2 | Specialized hardware will be required for implementation. | Most solutions won’t require specialized hardware but rely only on software. |

3 | Quantum physics says a quantum channel cannot be successfully intercepted without detection. | Algorithms can be examined to determine how reliable they are, but there is no guarantee that someone won’t eventually find a way to defeat them. |

4 | It only uses optical communication through an optical fiber in open space. | It works with any digital communications media, including optical communications and RF wireless networks. |

5 | Higher expenses because new communications infrastructure and technology are required. | Solutions for software-based synthesis will be reasonably priced. |

6 | Although it’s unlikely, it’s feasible that it could be used for digital signatures. | Many versions of the standards are currently being developed for the usage of digital signatures. |

7 | There are only a few choices. Use should only be made of line-of-sight nodes. | Appropriate for communicating via any mobile device. |

Quantum-safe symmetric ciphers include AES-256 and Twofish-256. Most well-known public-key cryptosystems, including RSA, DSA, ECDSA, EdDSA, DHKE, ECDH, and ElGamal, are quantum-broken! Most digital signature algorithms, including RSA, ECDSA, and EdDSA, are quantum-broken.

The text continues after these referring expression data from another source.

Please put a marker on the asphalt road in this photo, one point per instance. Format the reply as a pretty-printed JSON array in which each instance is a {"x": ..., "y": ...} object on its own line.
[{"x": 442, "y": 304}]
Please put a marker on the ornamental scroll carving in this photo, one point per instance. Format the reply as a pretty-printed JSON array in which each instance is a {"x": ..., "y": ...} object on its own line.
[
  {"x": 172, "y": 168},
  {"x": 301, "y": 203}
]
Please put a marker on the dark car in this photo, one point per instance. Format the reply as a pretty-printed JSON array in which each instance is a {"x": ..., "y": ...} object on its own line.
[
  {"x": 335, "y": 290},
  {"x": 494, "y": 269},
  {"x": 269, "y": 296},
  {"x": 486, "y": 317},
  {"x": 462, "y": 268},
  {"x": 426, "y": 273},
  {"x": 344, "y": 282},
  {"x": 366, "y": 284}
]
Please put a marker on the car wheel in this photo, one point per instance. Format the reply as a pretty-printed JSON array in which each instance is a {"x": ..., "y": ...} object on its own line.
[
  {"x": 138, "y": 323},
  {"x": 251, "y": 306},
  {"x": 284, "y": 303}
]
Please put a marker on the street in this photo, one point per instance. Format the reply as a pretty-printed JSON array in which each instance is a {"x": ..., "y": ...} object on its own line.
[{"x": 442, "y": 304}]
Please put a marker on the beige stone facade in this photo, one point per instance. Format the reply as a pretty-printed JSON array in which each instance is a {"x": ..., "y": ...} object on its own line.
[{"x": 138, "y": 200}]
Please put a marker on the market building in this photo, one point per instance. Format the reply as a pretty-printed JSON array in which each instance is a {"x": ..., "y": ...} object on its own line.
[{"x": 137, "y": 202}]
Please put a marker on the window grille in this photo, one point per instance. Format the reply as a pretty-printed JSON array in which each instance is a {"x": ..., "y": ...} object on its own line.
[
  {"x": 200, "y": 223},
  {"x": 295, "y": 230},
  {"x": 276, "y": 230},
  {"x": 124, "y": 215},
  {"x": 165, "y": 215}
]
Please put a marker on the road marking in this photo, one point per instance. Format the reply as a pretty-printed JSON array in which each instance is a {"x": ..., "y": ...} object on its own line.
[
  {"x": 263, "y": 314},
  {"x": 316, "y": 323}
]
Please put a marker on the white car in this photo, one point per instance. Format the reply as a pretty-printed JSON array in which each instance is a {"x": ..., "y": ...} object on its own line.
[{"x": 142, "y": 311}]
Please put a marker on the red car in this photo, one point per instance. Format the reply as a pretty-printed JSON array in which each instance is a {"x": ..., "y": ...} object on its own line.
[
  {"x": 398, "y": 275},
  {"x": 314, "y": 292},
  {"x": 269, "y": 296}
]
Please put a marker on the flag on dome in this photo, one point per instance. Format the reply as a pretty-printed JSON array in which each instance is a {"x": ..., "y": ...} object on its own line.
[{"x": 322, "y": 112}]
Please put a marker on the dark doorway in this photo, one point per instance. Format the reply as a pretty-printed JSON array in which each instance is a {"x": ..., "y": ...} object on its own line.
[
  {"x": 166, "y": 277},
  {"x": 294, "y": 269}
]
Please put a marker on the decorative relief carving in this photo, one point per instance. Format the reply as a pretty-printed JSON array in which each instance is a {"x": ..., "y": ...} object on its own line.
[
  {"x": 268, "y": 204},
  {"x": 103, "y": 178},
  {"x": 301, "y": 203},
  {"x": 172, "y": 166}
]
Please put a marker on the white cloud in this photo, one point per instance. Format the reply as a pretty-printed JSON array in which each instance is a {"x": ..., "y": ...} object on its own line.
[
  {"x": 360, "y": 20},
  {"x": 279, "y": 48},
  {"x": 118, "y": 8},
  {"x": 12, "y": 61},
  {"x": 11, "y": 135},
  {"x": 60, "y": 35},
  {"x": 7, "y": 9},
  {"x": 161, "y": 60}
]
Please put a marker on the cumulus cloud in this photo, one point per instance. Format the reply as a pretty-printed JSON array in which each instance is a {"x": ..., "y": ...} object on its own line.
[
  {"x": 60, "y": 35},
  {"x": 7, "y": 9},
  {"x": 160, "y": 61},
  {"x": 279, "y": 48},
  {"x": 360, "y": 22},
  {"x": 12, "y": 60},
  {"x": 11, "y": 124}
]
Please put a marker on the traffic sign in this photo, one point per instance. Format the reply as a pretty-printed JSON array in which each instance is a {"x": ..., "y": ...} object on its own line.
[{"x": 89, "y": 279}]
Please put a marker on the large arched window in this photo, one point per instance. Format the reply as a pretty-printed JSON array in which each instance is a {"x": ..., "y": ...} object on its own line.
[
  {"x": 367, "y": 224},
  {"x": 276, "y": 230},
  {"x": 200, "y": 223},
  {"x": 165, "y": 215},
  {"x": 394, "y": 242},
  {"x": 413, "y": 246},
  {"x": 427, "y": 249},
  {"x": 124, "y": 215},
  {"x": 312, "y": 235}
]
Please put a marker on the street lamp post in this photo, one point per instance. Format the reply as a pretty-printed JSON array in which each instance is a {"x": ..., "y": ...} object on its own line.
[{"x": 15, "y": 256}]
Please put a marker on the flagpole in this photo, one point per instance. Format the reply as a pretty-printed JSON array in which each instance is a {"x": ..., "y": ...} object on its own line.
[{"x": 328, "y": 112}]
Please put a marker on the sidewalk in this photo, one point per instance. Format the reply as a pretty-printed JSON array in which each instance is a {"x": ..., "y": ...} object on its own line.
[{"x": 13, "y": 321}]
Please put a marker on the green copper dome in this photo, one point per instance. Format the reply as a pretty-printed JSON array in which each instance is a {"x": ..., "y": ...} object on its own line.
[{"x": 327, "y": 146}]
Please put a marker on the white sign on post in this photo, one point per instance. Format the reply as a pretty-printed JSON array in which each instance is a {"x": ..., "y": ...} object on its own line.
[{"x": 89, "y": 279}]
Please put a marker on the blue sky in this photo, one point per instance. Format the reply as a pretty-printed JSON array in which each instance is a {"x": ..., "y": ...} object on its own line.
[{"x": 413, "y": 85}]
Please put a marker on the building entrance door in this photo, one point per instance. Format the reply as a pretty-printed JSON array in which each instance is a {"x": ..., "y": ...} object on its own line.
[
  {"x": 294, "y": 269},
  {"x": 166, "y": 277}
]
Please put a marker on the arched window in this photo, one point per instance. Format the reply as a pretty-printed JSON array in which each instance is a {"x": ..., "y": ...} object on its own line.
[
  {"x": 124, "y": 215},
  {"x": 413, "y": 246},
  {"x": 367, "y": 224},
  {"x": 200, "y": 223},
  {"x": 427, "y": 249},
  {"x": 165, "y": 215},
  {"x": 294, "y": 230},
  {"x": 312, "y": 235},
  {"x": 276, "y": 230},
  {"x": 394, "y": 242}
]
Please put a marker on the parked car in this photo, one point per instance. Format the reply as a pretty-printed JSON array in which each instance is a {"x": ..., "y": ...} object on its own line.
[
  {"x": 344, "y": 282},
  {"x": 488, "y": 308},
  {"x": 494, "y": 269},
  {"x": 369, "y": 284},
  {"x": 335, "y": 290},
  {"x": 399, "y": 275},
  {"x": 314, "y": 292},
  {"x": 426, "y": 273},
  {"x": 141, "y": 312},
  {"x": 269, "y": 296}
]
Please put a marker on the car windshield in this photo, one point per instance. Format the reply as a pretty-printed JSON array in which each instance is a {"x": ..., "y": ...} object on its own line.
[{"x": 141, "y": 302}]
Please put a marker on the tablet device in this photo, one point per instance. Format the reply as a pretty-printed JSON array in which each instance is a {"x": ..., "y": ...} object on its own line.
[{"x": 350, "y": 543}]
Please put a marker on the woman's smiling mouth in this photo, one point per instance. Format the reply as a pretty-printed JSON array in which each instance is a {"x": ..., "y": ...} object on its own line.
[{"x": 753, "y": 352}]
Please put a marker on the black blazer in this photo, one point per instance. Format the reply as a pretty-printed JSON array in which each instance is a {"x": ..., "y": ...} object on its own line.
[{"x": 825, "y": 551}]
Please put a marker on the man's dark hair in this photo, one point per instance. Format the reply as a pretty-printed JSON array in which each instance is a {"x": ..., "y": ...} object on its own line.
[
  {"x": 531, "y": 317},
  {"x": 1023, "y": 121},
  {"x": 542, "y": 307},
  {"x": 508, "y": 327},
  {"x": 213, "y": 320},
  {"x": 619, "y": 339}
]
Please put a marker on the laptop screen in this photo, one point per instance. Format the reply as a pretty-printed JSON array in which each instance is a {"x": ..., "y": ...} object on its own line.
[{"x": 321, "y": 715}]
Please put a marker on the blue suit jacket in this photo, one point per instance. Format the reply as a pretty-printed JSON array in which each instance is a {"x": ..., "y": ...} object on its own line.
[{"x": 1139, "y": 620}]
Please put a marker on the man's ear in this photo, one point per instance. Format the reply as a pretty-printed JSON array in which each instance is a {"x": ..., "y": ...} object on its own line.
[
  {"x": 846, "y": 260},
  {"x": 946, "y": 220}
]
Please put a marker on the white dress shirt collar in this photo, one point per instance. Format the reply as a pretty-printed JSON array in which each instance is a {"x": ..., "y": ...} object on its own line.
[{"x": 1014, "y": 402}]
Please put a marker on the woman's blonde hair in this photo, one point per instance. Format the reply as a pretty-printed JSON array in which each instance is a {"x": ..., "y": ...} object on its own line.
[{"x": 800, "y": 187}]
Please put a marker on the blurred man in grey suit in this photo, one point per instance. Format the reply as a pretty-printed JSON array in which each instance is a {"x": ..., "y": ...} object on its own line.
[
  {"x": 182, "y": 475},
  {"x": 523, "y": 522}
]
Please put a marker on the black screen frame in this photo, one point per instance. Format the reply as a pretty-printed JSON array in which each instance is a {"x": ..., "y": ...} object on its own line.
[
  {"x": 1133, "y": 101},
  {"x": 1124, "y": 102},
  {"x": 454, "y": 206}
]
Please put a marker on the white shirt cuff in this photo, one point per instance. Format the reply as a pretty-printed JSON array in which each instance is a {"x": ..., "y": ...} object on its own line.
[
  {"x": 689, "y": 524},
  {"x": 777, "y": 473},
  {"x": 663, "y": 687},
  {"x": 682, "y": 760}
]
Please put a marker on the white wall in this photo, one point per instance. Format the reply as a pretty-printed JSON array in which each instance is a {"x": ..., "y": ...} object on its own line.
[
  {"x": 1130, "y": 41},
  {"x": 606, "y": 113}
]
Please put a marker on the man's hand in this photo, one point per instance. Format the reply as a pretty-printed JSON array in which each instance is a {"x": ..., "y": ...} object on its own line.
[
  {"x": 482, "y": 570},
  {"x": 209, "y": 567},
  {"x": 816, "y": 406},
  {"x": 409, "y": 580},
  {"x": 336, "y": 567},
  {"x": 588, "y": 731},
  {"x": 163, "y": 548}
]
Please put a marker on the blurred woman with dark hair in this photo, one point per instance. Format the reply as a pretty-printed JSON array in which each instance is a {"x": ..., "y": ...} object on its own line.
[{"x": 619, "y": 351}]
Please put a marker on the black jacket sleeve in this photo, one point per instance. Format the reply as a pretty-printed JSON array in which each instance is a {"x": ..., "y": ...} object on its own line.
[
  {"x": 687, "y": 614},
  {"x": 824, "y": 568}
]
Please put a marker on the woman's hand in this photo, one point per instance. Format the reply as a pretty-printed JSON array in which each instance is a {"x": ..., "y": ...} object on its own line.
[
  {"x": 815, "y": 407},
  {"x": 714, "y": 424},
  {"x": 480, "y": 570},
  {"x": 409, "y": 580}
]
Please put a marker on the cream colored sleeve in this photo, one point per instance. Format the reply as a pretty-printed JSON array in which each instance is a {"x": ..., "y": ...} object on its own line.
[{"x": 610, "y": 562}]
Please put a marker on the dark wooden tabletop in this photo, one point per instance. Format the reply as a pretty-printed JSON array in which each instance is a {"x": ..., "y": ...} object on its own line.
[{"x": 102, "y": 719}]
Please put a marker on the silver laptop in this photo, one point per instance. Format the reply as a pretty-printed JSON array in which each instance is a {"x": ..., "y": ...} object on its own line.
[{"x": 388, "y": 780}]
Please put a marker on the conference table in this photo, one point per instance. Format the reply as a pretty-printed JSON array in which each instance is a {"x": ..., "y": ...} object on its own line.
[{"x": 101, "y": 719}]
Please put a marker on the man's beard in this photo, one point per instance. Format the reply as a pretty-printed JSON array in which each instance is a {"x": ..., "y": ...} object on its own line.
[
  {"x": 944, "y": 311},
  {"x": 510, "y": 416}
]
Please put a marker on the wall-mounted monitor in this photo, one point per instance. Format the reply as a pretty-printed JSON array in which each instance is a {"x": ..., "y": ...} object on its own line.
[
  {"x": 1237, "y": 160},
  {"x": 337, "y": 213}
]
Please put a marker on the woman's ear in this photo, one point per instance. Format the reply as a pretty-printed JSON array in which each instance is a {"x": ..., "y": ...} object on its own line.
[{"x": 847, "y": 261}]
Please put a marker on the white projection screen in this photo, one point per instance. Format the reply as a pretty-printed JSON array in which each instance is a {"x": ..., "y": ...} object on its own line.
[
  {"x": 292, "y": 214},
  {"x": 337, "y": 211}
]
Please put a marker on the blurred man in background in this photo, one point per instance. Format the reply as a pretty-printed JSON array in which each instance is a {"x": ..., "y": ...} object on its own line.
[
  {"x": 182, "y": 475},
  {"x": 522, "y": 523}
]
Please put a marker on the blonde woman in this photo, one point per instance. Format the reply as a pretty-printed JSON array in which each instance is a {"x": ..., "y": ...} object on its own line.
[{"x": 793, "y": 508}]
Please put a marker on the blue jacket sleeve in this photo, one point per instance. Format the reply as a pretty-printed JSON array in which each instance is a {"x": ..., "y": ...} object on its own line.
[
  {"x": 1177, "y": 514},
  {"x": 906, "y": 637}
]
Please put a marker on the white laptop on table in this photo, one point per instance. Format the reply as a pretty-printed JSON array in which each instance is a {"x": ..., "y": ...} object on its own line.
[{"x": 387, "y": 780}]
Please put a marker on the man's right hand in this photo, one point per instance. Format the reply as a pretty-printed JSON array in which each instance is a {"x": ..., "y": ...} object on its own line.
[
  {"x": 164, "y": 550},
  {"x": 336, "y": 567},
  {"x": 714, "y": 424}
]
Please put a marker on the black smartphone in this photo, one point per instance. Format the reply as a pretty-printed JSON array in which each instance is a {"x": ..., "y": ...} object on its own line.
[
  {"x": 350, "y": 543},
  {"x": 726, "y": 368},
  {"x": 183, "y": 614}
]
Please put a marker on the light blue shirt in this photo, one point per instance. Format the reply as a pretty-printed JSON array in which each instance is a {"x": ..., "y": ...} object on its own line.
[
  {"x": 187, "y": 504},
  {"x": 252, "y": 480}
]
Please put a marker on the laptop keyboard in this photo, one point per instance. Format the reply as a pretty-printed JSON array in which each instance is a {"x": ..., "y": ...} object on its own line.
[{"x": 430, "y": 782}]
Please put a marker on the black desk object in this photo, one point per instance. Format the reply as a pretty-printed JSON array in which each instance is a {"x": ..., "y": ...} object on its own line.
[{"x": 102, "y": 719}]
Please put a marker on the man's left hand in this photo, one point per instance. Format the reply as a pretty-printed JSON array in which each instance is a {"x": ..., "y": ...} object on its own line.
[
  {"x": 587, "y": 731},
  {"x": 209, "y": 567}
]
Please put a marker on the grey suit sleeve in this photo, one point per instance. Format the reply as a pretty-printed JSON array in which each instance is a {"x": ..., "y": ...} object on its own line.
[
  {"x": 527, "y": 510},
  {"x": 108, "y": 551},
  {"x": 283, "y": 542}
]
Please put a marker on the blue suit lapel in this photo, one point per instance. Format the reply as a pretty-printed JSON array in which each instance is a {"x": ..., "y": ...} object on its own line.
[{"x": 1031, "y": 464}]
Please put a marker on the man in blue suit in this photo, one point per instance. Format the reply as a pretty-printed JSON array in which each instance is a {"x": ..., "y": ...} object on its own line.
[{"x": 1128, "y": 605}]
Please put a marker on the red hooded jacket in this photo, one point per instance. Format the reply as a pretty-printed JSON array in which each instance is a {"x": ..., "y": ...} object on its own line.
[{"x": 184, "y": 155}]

Although AES is secure against conventional computers, quantum attacks can still exploit it. It’s crucial to comprehend how AES functions and why it is susceptible to quantum attacks.

Sensitive data, communications, and access are secured in the age of quantum computing because of quantum-safe cryptography. Cryptography is used in almost all of your computer-related activities.

To combat the risk posed by quantum computers, both quantum-secure and quantum-safe solutions will be required. However, quantum-secure solutions are now available to secure long-term data against attacks that can be harvested and decrypted in the future. In contrast, quantum-safe solutions are still being developed for current threats.

The most muscular and reliable encryption method currently used in commerce is AES 256-bit encryption. AES 128-bit encryption has never been broken, even though AES 256-bit encryption is theoretically more challenging to penetrate than AES 128-bit encryption.